Pour développer cette capacité nouvelle, tester et valider ses applications, tout en l’adaptant aux besoins industriels, Naval Group travaille avec des entreprises et laboratoires spécialisés, et s’est doté d’outils dédiés. Une équipe se consacre ainsi à la fabrication additive entre le site d’Indret et le Technocampus Océan, également situé dans l’agglomération nantaise et voué aux programmes de R&D collaboratifs. A Indret, la cellule dédiée à la fabrication additive dispose d’un espace dans lequel l’impression 3D est testée avant de passer à la phase d’industrialisation. On y procède au « dérisquage » des procédés et outils : recherche des paramètres les plus adaptés, définition des trajectographies complexes, caractérisation des matériaux… « Ici, nous préparons la qualification et l’industrialisation, avec une machine dédiée à la R&D permettant de réaliser des pièces allant jusqu’à 2 mètres de long et 3 tonnes », explique Patrice Vinot.

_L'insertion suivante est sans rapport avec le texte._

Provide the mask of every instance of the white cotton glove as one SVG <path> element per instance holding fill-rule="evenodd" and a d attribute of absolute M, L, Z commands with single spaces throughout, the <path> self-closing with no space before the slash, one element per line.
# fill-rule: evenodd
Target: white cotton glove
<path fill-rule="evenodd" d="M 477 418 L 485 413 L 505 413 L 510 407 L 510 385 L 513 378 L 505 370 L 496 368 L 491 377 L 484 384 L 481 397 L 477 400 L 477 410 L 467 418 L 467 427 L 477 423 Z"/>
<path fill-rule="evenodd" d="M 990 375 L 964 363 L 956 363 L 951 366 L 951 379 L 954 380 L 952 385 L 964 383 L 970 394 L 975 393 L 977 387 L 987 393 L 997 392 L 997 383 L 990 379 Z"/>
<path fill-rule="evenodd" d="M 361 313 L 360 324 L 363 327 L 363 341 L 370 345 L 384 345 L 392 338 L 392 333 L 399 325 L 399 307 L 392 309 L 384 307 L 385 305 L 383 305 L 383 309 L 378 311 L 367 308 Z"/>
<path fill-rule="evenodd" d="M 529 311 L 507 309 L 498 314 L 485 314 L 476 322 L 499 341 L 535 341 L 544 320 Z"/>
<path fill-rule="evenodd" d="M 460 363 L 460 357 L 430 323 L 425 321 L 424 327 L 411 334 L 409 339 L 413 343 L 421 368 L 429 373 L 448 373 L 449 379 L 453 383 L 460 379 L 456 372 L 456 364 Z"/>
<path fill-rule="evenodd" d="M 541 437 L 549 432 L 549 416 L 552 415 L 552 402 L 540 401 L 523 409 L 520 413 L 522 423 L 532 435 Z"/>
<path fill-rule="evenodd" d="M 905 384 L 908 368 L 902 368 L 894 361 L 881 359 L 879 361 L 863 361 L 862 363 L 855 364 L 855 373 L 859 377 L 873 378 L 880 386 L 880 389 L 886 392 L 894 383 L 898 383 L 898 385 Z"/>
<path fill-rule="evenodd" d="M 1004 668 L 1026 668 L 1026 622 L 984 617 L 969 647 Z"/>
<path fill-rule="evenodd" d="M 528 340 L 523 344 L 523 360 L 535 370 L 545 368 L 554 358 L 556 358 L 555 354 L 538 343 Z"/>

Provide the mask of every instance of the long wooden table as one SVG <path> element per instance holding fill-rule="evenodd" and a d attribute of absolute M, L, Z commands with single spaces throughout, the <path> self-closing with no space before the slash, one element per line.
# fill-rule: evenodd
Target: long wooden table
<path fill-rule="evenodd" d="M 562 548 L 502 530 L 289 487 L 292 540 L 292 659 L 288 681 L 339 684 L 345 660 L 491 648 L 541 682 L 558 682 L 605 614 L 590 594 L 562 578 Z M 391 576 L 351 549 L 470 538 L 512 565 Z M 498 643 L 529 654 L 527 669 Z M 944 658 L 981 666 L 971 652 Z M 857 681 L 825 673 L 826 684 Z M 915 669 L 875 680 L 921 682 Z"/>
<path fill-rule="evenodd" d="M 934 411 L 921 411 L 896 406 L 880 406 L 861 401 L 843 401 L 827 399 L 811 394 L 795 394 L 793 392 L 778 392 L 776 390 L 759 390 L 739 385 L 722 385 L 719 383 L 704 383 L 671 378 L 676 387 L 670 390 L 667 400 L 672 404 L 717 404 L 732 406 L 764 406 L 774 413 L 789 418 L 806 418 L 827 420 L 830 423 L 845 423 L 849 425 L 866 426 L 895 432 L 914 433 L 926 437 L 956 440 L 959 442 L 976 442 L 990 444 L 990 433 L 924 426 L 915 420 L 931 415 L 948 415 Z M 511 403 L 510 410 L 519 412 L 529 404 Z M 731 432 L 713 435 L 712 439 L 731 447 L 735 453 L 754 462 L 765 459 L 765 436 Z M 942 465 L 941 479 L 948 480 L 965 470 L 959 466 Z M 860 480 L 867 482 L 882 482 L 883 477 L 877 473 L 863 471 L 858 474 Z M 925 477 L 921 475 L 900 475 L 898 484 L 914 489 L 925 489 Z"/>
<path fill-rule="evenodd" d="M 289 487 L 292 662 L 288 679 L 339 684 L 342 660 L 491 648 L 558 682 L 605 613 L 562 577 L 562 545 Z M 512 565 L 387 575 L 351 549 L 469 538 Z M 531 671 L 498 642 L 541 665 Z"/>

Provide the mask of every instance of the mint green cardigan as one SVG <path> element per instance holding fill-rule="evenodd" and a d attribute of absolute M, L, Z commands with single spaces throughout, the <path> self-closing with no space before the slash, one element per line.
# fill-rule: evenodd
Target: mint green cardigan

Cette machine dispose de deux robots : le premier dépose le métal en fusion par un procédé de soudage et le second l’usine, en effectuant des retraits de matière si cela est nécessaire.

 

Le robot de dépôt de matière dans la cellule de R&D (

Le robot de dépôt de matière dans la cellule de R&D (©  MER ET MARINE - VINCENT GROIZELEAU)

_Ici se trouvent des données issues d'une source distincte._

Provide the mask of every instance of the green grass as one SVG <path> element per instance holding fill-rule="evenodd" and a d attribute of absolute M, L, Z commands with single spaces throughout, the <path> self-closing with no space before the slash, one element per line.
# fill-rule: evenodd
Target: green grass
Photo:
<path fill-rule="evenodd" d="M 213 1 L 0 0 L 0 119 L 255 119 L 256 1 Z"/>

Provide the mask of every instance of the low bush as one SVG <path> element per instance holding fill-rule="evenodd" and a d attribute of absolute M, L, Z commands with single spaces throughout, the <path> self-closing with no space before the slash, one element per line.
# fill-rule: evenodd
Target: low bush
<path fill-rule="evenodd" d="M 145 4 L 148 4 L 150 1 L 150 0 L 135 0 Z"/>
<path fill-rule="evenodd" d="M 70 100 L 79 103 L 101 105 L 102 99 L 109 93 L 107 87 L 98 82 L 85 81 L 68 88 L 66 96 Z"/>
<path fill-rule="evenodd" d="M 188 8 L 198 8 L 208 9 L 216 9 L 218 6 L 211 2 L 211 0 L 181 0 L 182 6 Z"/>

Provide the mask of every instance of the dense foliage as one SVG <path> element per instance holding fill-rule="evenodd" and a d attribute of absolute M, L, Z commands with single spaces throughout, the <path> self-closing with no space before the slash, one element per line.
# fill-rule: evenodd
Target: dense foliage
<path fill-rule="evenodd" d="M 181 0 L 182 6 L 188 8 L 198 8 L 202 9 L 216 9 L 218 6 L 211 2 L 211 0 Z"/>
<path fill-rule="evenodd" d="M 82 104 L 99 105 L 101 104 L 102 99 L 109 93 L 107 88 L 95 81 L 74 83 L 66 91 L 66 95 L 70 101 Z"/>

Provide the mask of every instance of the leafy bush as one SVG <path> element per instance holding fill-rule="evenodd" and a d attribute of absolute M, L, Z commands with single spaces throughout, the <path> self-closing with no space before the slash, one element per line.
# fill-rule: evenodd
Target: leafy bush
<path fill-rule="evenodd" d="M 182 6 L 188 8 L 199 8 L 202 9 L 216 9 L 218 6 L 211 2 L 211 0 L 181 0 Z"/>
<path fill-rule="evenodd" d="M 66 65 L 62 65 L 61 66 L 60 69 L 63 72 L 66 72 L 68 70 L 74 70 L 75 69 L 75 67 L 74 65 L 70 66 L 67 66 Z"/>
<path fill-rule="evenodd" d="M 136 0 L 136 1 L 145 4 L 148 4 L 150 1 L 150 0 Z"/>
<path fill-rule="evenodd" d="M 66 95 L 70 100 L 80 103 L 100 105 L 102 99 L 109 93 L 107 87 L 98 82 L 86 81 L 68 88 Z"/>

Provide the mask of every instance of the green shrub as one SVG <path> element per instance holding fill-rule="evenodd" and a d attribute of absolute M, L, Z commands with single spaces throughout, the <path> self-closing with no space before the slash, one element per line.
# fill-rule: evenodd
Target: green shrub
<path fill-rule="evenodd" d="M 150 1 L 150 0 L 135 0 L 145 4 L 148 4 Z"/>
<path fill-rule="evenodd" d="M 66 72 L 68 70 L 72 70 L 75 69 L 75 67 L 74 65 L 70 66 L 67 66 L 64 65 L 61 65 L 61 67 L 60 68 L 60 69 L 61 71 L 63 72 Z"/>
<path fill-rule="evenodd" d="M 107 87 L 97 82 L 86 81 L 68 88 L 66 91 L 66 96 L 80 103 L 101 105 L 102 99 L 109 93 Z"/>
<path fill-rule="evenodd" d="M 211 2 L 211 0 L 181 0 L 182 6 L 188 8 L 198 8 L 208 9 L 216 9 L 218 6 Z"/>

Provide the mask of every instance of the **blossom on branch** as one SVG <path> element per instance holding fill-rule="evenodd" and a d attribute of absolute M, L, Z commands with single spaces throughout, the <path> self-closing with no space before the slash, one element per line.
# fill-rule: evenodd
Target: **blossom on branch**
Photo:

Le robot de dépôt de matière dans la cellule de R&D (

Le robot de dépôt de matière dans la cellule de R&D (©  MER ET MARINE - VINCENT GROIZELEAU)

 

Réduire de 20 à 30% le nombre de pièces constituant les équipements

Le même principe est employé à quelques centaines de mètres de là, dans les grandes nefs de production d’Indret, par la cellule industrielle, mais à une échelle supérieure et, cette fois, pour des fabrications « réelles ». On y retrouve deux robots chargés du dépôt de matière et de l’usinage, au sein d’une imposante machine permettant de fabriquer des pièces de grandes tailles. « Pour toute opération, on passe par le jumeau numérique de la cellule, on programme les robots et on simule l’opération avant de lancer la fabrication », explique l’un des membres de l’équipe en charge de la mise en œuvre de la cellule industrielle. Ils sont quatre en tout : un ingénieur soudeur, un technicien expert robotique et trois opérateurs.

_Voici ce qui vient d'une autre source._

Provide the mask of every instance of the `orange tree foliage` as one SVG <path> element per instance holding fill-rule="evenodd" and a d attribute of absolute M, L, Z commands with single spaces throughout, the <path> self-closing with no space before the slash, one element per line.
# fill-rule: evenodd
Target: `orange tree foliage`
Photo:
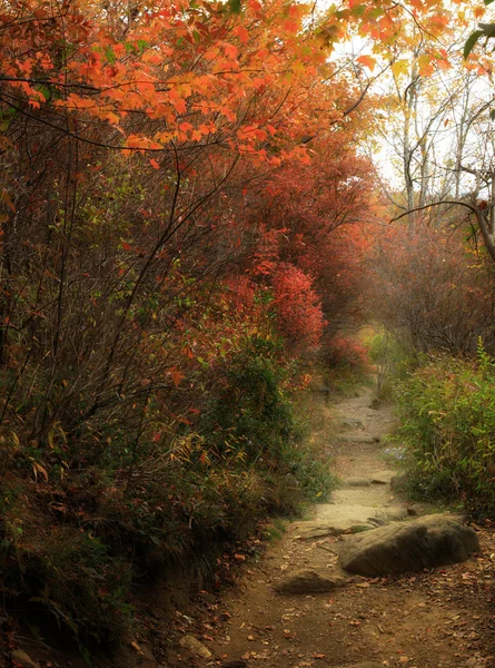
<path fill-rule="evenodd" d="M 367 285 L 372 313 L 416 351 L 474 354 L 479 337 L 493 348 L 493 269 L 458 224 L 390 226 Z"/>
<path fill-rule="evenodd" d="M 11 590 L 32 582 L 76 635 L 75 620 L 121 630 L 122 554 L 128 569 L 204 554 L 205 537 L 240 534 L 236 510 L 263 512 L 244 443 L 250 463 L 263 448 L 270 474 L 295 475 L 296 454 L 267 448 L 281 456 L 291 434 L 278 334 L 314 345 L 354 310 L 374 208 L 356 149 L 366 87 L 328 55 L 356 30 L 393 45 L 405 11 L 445 29 L 438 2 L 412 7 L 2 4 L 0 556 Z M 208 441 L 217 394 L 242 443 Z"/>

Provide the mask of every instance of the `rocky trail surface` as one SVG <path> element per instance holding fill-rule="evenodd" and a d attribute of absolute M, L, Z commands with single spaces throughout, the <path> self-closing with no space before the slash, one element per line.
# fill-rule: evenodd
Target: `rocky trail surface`
<path fill-rule="evenodd" d="M 187 649 L 186 635 L 179 666 L 495 666 L 492 530 L 476 527 L 475 536 L 466 529 L 476 551 L 453 566 L 363 577 L 339 564 L 348 536 L 357 540 L 369 531 L 388 531 L 397 527 L 389 524 L 395 520 L 410 525 L 430 510 L 403 502 L 390 489 L 395 472 L 384 462 L 383 436 L 393 426 L 393 413 L 373 407 L 372 400 L 372 391 L 363 390 L 337 405 L 337 416 L 321 402 L 323 429 L 336 418 L 339 424 L 329 454 L 341 488 L 331 503 L 293 522 L 258 563 L 246 568 L 227 598 L 208 606 L 207 619 L 191 627 L 191 635 L 210 656 Z"/>

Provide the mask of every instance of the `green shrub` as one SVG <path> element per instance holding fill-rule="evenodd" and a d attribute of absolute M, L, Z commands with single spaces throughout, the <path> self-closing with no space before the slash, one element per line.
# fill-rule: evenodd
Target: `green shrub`
<path fill-rule="evenodd" d="M 462 501 L 473 513 L 495 515 L 495 365 L 432 358 L 398 391 L 397 439 L 412 454 L 413 487 L 424 497 Z"/>
<path fill-rule="evenodd" d="M 368 351 L 376 367 L 377 397 L 388 400 L 393 395 L 394 384 L 407 376 L 408 371 L 417 365 L 417 360 L 387 331 L 376 334 L 368 342 Z"/>

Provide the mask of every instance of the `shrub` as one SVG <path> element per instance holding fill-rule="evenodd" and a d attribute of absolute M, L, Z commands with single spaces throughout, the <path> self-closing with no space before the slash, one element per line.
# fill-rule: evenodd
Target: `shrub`
<path fill-rule="evenodd" d="M 430 358 L 398 391 L 398 439 L 409 446 L 413 487 L 425 497 L 462 501 L 495 514 L 495 365 Z"/>

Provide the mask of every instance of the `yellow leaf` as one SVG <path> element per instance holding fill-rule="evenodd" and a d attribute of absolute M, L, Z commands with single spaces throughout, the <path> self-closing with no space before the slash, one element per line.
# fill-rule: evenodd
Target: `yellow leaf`
<path fill-rule="evenodd" d="M 356 62 L 358 62 L 363 67 L 367 67 L 369 70 L 372 70 L 372 72 L 375 69 L 376 65 L 376 60 L 372 56 L 359 56 L 358 58 L 356 58 Z"/>
<path fill-rule="evenodd" d="M 396 60 L 390 66 L 392 72 L 394 77 L 400 77 L 403 75 L 407 75 L 409 71 L 409 61 L 408 60 Z"/>

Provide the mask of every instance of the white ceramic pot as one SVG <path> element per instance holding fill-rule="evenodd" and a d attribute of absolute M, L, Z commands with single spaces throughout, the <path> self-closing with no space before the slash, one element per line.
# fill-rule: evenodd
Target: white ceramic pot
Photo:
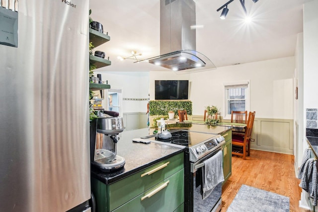
<path fill-rule="evenodd" d="M 168 116 L 169 116 L 169 119 L 172 119 L 174 118 L 174 113 L 168 113 Z"/>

L’objectif de Naval Group, grâce à la fabrication additive, est de réduire de 20% à 30% le nombre de pièces constituant les équipements, sachant par exemple qu’un propulseur est constitué de 300 à 400 pièces. Ce qui permettra d’aller plus vite, de réduire les coûts, d’améliorer la qualité et d’innover.

 

La cellule industrielle d'Indret (

La cellule industrielle d'Indret (©  MER ET MARINE - VINCENT GROIZELEAU)

La cellule industrielle d'Indret (

La cellule industrielle d'Indret (©  MER ET MARINE - VINCENT GROIZELEAU)

 

Naval Group (ex-DCNS)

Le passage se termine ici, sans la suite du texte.